Imagine you want to prepare a bowl of rice. You may use different types of rice, several recipes with different cooking times and styles. Sometimes, you unintentionally end up with sticky rice (aggregated rice). Both in Parkinson’s and Alzheimer’s disease, you have some types of proteins (rice) that are more prone to aggregate. However, we still do not know which mixed-up recipes drive these patients to develop sticky proteins in the brain that become neurotoxic. Provided we have a strong knowledge about the dysregulated processes underlying diabetes (bad recipes), we may evaluate if these may favor the formation of sticky proteins. If we find the cause, we can work on ways to prevent it, developing novel therapeutic avenues for these brain diseases.
What questions remain to be asked in this field that your group will pursue?
It is still unknown if insulin-degrading enzyme is dysregulated in Parkinson’s disease. Moreover, provided the chaperone-like function of this enzyme, it is also unclear if its increase may be able to suppress the pathogenicity of aggregation-prone proteins such as alpha-synuclein, whose pathology underlies the neurodegenerative events in Parkinson’s disease. At our lab, we are currently exploring these questions using both cellular and animal models of type-II diabetes mellitus and Parkinson’s disease. Moreover, in collaboration with both APDP and CNS-campus neurológico, we are further exploring the potential of insulin-degrading enzyme to diagnose Parkinson’s disease and/or to identify diabetes patients at higher risk of developing Parkinson’s disease.
The full article is titled Insulin-degrading enzyme: an ally against metabolic and neurodegenerative diseases and can be found here. Also check out this video animation of the research done regarding IDE and its roles on neural cells:
Crosstalk between IDE and Alzheimer’s or Parkinson’s disease pathogenic pathways. (A) APP protein at neuronal plasma membrane and extracellular or membrane-bound IDE are internalised mainly via clathrin-mediated endocytosis. (B) APP amyloidogenic processing occurs at early endosomes by BACE1 and γ-secretases, forming Aβ peptides.
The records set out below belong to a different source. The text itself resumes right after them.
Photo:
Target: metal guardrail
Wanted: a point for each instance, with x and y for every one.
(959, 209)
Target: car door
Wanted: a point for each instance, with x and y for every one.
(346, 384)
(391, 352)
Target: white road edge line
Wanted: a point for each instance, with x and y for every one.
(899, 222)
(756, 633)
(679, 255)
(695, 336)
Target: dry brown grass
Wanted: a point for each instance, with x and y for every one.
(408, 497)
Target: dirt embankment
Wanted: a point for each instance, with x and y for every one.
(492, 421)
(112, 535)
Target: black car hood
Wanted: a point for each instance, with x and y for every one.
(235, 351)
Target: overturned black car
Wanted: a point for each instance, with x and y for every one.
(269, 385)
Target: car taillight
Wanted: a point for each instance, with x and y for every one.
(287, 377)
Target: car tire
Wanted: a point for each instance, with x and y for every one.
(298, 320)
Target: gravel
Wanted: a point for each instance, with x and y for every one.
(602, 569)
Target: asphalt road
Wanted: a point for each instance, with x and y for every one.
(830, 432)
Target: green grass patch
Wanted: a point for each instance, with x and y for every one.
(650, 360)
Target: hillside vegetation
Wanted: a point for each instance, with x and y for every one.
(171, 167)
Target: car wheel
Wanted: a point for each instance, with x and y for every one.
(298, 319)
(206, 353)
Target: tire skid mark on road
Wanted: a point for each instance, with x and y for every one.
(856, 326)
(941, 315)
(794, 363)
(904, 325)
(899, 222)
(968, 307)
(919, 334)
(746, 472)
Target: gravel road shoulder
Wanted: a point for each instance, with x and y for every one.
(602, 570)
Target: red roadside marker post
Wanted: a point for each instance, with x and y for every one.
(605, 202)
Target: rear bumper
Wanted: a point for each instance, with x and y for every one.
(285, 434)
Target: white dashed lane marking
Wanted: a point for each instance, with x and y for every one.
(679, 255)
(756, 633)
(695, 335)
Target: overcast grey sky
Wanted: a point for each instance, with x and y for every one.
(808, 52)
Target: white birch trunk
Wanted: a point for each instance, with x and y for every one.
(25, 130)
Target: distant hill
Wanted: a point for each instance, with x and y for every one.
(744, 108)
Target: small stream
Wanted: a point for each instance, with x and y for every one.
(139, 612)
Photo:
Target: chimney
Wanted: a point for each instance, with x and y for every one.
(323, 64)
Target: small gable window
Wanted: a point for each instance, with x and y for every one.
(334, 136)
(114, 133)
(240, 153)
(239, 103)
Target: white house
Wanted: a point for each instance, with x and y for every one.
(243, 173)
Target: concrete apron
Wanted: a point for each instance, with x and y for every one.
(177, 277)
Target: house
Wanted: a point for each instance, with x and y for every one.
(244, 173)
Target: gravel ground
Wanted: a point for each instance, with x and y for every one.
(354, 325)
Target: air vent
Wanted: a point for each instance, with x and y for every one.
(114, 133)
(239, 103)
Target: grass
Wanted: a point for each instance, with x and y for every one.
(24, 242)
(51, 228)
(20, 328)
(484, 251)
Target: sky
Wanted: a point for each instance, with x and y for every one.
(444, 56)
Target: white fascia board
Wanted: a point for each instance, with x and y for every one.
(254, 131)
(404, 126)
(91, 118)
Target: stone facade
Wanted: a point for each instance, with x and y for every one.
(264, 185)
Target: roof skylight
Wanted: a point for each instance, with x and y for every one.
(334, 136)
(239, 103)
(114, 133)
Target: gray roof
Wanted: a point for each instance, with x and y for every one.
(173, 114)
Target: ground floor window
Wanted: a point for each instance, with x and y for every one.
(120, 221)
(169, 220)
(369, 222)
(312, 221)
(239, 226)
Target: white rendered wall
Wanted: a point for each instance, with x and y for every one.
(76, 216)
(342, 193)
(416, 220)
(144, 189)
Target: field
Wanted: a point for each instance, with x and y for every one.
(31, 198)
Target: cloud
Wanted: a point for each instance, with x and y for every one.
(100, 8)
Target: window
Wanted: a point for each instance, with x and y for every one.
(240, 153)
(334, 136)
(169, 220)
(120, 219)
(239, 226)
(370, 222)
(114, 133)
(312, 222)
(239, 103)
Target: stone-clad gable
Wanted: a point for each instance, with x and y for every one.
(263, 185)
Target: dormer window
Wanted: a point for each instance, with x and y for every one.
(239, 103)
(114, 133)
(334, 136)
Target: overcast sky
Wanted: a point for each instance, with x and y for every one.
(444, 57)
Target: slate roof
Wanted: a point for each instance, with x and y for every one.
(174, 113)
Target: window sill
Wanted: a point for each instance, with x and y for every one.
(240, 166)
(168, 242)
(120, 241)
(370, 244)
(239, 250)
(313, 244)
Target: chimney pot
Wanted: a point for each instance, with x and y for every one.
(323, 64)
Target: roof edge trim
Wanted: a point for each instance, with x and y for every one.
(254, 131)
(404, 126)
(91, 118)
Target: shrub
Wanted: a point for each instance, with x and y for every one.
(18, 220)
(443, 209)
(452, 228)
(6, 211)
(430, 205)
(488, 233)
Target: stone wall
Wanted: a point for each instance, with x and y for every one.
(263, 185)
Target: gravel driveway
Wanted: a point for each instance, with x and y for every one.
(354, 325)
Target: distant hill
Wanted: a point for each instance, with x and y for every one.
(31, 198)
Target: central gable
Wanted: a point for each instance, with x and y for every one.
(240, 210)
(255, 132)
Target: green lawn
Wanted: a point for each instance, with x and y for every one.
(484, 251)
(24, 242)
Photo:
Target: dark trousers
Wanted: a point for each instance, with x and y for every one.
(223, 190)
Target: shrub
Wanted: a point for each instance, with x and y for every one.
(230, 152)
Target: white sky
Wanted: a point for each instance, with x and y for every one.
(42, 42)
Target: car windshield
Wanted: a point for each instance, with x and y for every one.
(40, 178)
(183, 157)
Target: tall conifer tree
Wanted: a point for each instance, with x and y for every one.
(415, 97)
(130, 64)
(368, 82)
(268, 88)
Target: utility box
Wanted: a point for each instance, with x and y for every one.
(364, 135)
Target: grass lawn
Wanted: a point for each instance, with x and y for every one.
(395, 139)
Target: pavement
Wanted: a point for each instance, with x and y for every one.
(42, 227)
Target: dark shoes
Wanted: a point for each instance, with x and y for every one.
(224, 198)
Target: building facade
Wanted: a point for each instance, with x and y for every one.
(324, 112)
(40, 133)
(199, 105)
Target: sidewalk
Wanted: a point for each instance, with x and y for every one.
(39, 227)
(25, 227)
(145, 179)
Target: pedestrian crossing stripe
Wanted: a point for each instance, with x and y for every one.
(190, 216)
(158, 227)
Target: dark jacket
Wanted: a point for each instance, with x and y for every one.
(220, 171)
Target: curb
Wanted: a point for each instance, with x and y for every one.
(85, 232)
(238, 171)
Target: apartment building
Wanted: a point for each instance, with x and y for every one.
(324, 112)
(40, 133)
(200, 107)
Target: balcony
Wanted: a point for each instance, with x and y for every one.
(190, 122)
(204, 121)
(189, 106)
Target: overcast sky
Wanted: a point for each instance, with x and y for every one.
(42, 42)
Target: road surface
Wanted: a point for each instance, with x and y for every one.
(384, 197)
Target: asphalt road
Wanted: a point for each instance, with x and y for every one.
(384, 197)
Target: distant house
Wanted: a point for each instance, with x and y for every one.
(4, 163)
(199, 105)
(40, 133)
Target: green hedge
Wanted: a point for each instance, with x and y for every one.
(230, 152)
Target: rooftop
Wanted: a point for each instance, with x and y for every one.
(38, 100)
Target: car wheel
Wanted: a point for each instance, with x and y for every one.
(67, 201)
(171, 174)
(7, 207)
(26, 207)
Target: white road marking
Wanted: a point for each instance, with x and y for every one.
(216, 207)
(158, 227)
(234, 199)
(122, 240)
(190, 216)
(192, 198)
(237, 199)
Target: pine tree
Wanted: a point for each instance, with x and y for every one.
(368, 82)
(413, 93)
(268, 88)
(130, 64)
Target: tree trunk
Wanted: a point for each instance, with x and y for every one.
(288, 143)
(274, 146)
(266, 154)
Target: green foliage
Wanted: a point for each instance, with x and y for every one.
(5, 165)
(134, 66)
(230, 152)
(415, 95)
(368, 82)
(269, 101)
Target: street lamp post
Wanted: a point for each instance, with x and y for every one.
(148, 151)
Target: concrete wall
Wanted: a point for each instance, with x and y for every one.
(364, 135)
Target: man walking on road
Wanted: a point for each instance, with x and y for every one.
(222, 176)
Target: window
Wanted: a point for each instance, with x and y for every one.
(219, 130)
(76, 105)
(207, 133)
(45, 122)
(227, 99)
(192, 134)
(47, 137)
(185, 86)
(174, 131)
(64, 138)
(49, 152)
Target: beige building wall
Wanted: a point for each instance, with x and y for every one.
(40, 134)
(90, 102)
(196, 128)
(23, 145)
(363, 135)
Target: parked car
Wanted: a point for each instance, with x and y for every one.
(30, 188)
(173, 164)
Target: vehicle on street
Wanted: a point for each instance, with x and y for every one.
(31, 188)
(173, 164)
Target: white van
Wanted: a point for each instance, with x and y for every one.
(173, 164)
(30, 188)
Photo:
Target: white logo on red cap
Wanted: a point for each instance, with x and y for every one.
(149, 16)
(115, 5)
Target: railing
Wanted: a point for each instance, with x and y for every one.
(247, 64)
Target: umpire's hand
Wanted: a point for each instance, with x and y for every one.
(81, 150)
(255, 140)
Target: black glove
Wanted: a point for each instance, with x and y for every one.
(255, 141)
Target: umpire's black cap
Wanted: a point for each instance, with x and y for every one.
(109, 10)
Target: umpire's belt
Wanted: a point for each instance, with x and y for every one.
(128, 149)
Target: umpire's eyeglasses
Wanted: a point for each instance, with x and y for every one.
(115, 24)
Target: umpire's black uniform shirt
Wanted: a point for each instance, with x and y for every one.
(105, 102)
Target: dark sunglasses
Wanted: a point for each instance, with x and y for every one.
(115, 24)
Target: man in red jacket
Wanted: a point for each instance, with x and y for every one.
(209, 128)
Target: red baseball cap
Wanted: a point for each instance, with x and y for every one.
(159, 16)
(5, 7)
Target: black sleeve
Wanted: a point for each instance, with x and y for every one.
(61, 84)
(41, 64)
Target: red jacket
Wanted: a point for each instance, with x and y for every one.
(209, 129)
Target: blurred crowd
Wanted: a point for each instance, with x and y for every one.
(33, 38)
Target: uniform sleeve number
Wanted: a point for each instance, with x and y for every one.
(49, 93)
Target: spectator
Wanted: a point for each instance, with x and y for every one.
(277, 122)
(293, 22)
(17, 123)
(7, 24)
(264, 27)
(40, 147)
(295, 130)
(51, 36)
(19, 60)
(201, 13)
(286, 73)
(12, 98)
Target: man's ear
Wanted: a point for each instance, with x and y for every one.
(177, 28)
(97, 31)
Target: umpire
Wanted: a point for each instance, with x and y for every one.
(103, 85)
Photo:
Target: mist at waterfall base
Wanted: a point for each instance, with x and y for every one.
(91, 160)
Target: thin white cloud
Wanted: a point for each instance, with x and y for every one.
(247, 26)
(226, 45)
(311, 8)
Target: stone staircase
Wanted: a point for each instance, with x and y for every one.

IDE is reported at the lumen or membrane of early endosomes and may degrade Aβ or prevents its aggregation in these structures. (C) Throughout endosome maturation, the early endosomal membrane invaginates forming inner luminal vesicles giving rise to multivesicular bodies, which fuse with the plasma membrane and secrete cargo via exosomes or other exocytosis process, releasing amyloidogenic Aβ. IDE may process Aβ or prevent its aggregation in exosomes. (D) Extracellular Aβ may aggregate. However, extracellular IDE or membrane-bound IDE (facing the extracellular space) can degrade Aβ or prevent its aggregation. IDE impairment could result in higher accumulation of Aβ at early endosomes, exosomes, and extracellular space, increasing its pathologic aggregation. (E) Insulin binding to the insulin receptor triggers a signalling cascade that increase IDE levels and inhibit the activity of GSK3β. This active protein (F) increases the production of Aβ and (G) induces tau phosphorylation. Tau hyperphosphorylation induces its aggregation and leads to the formation of neurotoxic neurofibrillary tangles, a hallmark of AD. (H) Upon insulin binding, the insulin receptor is internalized via endocytosis. (I) In early endosomes, the insulin molecule may require removal for the receptor to be inactivated and (J) recycled back to the plasma membrane. Failure in IDE-mediated insulin receptor recycling may decrease insulin signalling (E), contributing to increased Aβ production. Insulin signalling failure also decreases IDE, which represents a vicious cycle with great impact in AD and PD pathogenesis. (K) Under pathological conditions, aSyn enters an amyloidogenic cascade, forming highly toxic oligomers and aggregates. IDE can suppress aSyn oligomerisation and toxicity. (L) aSyn species are reported in exosomes, where IDE may suppress aSyn aggregation and toxicity.